This is the first time I am building a sentiment analysis machine learning model using the nltk NaiveBayesClassifier in Python. I know it is too simple of a model, but it is just a first step for me and I will try tokenized sentences next time.
The real issue I have with my current model is: I have clearly labeled the word 'bad' as negative in the training data set (as you can see from the 'negative_vocab' variable).
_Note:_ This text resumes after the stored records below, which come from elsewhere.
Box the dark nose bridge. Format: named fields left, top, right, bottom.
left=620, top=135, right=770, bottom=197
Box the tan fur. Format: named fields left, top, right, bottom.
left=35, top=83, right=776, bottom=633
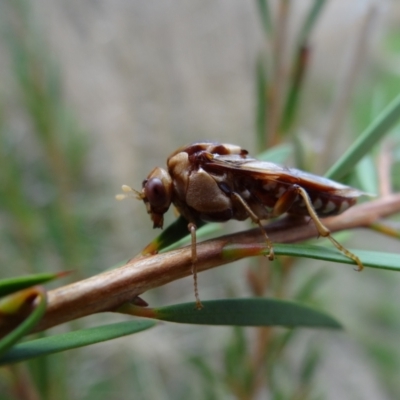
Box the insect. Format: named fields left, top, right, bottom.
left=118, top=142, right=364, bottom=308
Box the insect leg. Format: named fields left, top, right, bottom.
left=230, top=192, right=275, bottom=261
left=188, top=222, right=203, bottom=310
left=286, top=185, right=364, bottom=271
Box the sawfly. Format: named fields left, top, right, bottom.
left=118, top=142, right=364, bottom=308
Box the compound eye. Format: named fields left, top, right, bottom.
left=144, top=178, right=169, bottom=208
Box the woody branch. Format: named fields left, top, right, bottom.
left=0, top=194, right=400, bottom=335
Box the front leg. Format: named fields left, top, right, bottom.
left=188, top=222, right=203, bottom=310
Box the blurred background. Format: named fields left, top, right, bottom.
left=0, top=0, right=400, bottom=399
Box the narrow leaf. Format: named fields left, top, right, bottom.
left=0, top=289, right=47, bottom=355
left=325, top=95, right=400, bottom=180
left=0, top=272, right=68, bottom=297
left=0, top=320, right=155, bottom=365
left=153, top=298, right=341, bottom=328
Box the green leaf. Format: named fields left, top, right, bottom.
left=265, top=244, right=400, bottom=271
left=0, top=320, right=155, bottom=365
left=325, top=95, right=400, bottom=180
left=0, top=289, right=47, bottom=359
left=141, top=216, right=206, bottom=255
left=154, top=298, right=341, bottom=328
left=257, top=0, right=272, bottom=35
left=0, top=273, right=65, bottom=297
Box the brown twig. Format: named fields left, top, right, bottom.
left=0, top=194, right=400, bottom=334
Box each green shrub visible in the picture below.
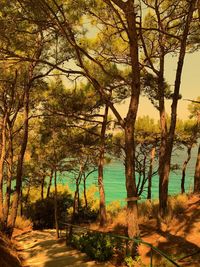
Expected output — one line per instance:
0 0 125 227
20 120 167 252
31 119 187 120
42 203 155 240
24 193 73 229
72 233 115 261
75 207 99 223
However, when I ran the NaiveBayesClassifier on each sentence (lower case) in the list ['awesome movie', ' i like it', ' it is so bad'], the classifier mistakenly labeled 'it is so bad' as positive.
INPUT:
import nltk.classify.util
from nltk.classify import NaiveBayesClassifier
from nltk.corpus import names
positive_vocab = [ 'awesome', 'outstanding', 'fantastic', 'terrific', 'good', 'nice', 'great', ':)' ]
negative_vocab = [ 'bad', 'terrible','useless', 'hate', ':(' ]
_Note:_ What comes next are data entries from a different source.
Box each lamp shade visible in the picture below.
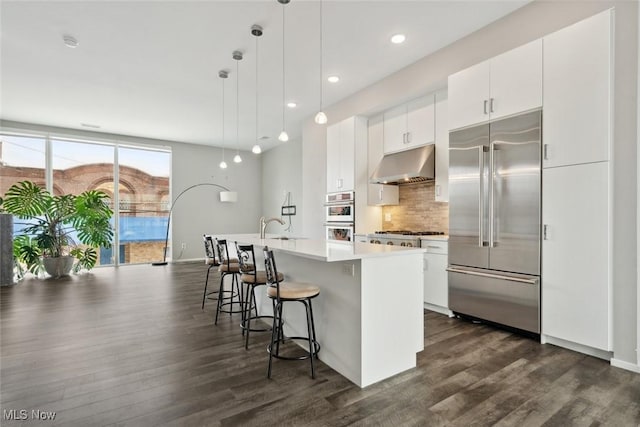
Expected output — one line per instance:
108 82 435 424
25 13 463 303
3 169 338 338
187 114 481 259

neutral_vocab = [ 'movie','the','sound','was','is','actors','did','know','words','not','it','so','really' ]
def word_feats(words):
return dict([(word, True) for word in words])
positive_features_1 = [(word_feats(positive_vocab), 'pos')]
negative_features_1 = [(word_feats(negative_vocab), 'neg')]
neutral_features_1 = [(word_feats(neutral_vocab), 'neu')]
train_set = negative_features_1 + positive_features_1 + neutral_features_1
classifier = NaiveBayesClassifier.train(train_set)
# Predict
neg = 0
pos = 0
sentence = "Awesome movie. I like it. It is so bad"
sentence = sentence.lower()
words = sentence.split('.')
def word_feat(word):
return dict([(word,True)])
#NOTE THAT THE FUNCTION 'word_feat(word)' I WROTE HERE IS DIFFERENT FROM THE 'word_feat(words)' FUNCTION I DEFINED EARLIER. THIS FUNCTION IS USED TO ITERATE OVER EACH OF THE THREE ELEMENTS IN THE LIST ['awesome movie', ' i like it', ' it is so bad'].
for word in words:
classResult = classifier.classify(word_feat(word))
if classResult == 'neg':
neg = neg + 1
if classResult == 'pos':
pos = pos + 1
print(str(word) + ' is ' + str(classResult))
print()
OUTPUT:
awesome movie is pos
i like it is pos
it is so bad is pos
To make sure the function 'word_feat(word)' iterates over each sentences instead of each word or letter, I did some diagnostic codes to see what is each element in 'word_feat(word)':
for word in words:
print(word_feat(word))
And it printed out:
{'awesome movie': True}
{' i like it': True}
{' it is so bad': True}
So it seems like the function 'word_feat(word)' is correct?
Does anyone know why the classifier classified 'It is so bad' as positive? As mentioned before, I had clearly labeled the word 'bad' as negative in my training data.